Muslim leaders have made prominent calls at the UN General Assembly for action over the deadly unrest which Ban raised in talks with Myanmar's President Thein Sein and the head of the Organization of Islamic Cooperation (OIC).
Thein Sein, who has embarked on fast-paced reforms in Myanmar, promised Ban he would tackle fallout from the unrest, UN spokesman Martin Nesirky said.
But Ban later told Ekmeleddin Ihsanoglu, secretary general of the 57-nation OIC, the Rakhine troubles must be "treated carefully because of the potential wider implications of the Rakhine issue on the overall reform process in Myanmar as well as on other countries."
Fighting between Buddhists and Rohingya Muslims in Rakhine erupted in June.
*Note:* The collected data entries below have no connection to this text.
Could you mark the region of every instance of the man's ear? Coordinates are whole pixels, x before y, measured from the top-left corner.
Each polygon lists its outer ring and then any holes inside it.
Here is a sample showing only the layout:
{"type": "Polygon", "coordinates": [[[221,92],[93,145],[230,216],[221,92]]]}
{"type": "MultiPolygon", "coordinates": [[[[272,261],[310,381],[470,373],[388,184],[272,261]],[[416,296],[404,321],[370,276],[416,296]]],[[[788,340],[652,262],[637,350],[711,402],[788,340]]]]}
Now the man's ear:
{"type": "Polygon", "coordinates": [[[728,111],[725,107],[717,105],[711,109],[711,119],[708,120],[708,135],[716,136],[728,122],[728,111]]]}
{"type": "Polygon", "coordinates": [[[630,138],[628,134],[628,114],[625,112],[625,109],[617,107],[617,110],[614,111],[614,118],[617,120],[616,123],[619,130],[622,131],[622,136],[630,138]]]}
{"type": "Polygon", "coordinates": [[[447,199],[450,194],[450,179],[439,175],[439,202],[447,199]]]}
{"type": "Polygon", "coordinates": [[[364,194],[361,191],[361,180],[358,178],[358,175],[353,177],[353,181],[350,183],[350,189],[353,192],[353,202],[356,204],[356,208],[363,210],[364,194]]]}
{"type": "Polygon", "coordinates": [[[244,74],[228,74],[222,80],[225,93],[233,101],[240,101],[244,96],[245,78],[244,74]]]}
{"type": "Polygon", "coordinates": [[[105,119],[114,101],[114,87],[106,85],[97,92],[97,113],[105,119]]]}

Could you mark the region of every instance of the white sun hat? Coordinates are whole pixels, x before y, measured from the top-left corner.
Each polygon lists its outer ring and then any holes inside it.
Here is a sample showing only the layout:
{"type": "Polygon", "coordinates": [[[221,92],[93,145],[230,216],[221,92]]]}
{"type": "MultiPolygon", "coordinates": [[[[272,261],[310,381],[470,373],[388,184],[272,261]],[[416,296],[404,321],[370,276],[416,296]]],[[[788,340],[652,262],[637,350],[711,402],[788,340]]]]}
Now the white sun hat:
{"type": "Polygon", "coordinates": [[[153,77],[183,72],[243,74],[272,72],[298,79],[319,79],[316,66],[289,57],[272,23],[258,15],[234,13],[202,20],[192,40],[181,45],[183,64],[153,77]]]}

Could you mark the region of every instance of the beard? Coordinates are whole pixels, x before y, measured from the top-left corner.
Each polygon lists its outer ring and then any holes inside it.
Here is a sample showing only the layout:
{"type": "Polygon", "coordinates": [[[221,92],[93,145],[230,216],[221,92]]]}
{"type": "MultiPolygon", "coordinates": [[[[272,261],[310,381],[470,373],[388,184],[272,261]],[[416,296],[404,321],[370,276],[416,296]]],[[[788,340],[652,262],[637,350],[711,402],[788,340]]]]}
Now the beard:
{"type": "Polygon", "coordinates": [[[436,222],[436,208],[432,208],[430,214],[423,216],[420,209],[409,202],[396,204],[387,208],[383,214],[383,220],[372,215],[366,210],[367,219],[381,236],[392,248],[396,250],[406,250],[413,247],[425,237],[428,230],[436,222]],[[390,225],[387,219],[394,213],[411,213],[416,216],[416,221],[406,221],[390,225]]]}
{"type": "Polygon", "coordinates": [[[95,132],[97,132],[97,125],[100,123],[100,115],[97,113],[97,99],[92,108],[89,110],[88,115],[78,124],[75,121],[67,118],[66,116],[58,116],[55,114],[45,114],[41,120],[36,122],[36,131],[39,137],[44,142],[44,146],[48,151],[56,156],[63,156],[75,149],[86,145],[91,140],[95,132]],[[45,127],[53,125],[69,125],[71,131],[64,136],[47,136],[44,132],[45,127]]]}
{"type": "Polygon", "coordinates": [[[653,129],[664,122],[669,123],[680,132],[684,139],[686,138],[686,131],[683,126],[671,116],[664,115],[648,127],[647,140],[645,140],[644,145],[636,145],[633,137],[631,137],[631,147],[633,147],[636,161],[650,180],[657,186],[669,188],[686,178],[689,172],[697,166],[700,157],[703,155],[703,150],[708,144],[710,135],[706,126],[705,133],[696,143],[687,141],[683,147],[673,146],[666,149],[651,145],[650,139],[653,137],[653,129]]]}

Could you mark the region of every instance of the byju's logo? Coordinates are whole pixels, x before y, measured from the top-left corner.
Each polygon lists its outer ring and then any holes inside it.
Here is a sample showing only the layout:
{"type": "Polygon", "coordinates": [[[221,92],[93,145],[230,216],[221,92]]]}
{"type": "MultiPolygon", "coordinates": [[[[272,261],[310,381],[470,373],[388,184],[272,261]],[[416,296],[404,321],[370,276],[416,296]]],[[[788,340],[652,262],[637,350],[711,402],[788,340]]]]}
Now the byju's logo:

According to an official toll, about 90 people have been killed but rights groups say the figure is probably much higher.
Human Rights Watch (HRW) accused Myanmar forces of opening fire on Rohingya Muslims, an accusation denied by the government.
Myanmar's government considers the estimated 800,000 Rohingyas to be foreigners while many ordinary Myanmar people say they are illegal immigrants from neighbouring Bangladesh.
But Bangladesh has stopped Rohingyas from crossing the border and prevented aid groups from helping more than 200,000 Rohingyas in the country, according to HRW. The New York-based rights group says this is to send the message to the Rohingyas that they should stay in Myanmar.
Ban and Thein Sein discussed the Rakhine fighting "and the immediate and long-term perspectives to promote intercommunal harmony and address the root causes of the tension there," said Nesirky.
"The president confirmed the country would address the long-term ramifications of this question," he said.
The Myanmar leader vowed before the UN General Assembly that he would seek to tackle the problems in Rakhine state.
Ban also called for "concerted efforts" to end the government's war with ethnic rebels in Kachin in the north of the country where the Thein Sein has led reform efforts over the past two years.
Thein Sein has been in New York at the same time as opposition leader Aung San Suu Kyi, and in a landmark speech to the General Assembly praised her efforts for "democracy."
"The secretary general commended the president's political vision and leadership and encouraged him to continue to focus on the reform process and on its consolidation."
Ban organized a ministerial meeting of the Friends of Myanmar group on Friday with representatives from the United States, European Union, China, Japan and other states.
Ban's special advisor on Myanmar, Vijay Nambiar, said ministers hoped progress made in Myanmar over the past year "will continue and result in the strengthening of democratic institutions and forging peace with all ethnic and religious groups in the country."